Sunday, May 16, 2010

History, origins, and generations

In April 1949, the German engineer Werner Jacobi (Siemens AG) filed the earliest patent for an integrated-circuit-like semiconductor amplifying device showing five transistors on a common substrate arranged in a 3-stage amplifier arrangement. Jacobi discloses small and cheap hearing aids as typical industrial applications of his patent. A commercial use of his patent has not been reported.
The integrated circuit was later also conceived by a radar scientist, Geoffrey W.A. Dummer (1909-2002), working for the Royal Radar Establishment of the British Ministry of Defence, and published in Washington, D.C. on May 7, 1952. Dummer unsuccessfully attempted to build such a circuit in 1956.

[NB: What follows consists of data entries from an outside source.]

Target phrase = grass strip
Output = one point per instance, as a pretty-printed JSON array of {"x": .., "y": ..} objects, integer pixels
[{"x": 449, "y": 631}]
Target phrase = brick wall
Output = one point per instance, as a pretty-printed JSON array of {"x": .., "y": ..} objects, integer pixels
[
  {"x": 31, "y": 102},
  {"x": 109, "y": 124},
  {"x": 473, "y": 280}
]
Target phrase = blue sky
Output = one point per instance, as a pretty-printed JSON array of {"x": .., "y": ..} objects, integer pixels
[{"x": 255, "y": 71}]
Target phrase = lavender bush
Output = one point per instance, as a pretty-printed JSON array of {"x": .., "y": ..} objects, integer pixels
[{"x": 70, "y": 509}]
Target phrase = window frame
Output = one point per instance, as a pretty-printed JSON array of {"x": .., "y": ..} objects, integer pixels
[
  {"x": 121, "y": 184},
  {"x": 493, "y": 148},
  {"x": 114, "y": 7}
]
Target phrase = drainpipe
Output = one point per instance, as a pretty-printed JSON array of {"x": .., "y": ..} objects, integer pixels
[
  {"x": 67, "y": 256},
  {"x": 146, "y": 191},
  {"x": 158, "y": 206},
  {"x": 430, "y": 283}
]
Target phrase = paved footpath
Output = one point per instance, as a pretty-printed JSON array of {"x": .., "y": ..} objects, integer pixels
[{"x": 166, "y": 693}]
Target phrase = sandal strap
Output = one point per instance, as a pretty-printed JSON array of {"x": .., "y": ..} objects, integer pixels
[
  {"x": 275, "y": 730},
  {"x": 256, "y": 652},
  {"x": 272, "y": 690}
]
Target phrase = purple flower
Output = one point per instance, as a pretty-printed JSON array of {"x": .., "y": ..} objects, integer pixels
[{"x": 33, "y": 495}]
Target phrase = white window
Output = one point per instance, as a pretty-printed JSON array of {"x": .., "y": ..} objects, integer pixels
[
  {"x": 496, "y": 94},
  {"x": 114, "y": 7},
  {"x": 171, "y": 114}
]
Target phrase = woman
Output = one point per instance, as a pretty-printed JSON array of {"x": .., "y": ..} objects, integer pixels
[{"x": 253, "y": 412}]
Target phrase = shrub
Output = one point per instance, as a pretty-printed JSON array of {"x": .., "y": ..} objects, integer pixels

A precursor idea to the IC was to create small ceramic squares (wafers), each one containing a single miniaturized component. Components could then be integrated and wired into a bidimensional or tridimensional compact grid. This idea, which looked very promising in 1957, was proposed to the US Army by Jack Kilby, and led to the short-lived Micromodule Program (similar to 1951's Project Tinkertoy). However, as the project was gaining momentum, Kilby came up with a new, revolutionary design: the IC.
The first integrated circuits were manufactured independently by two scientists: Jack Kilby of Texas Instruments filed a patent for a "Solid Circuit" made of germanium on February 6, 1959. Kilby received several US patents. Robert Noyce of Fairchild Semiconductor was awarded a patent for a more complex "unitary circuit" made of Silicon on April 25, 1961. ( the Chip that Jack built for more information.)
Noyce credited Kurt Lehovec of Sprague Electric for the principle of p-n junction isolation caused by the action of a biased p-n junction (the diode) as a key concept behind the IC.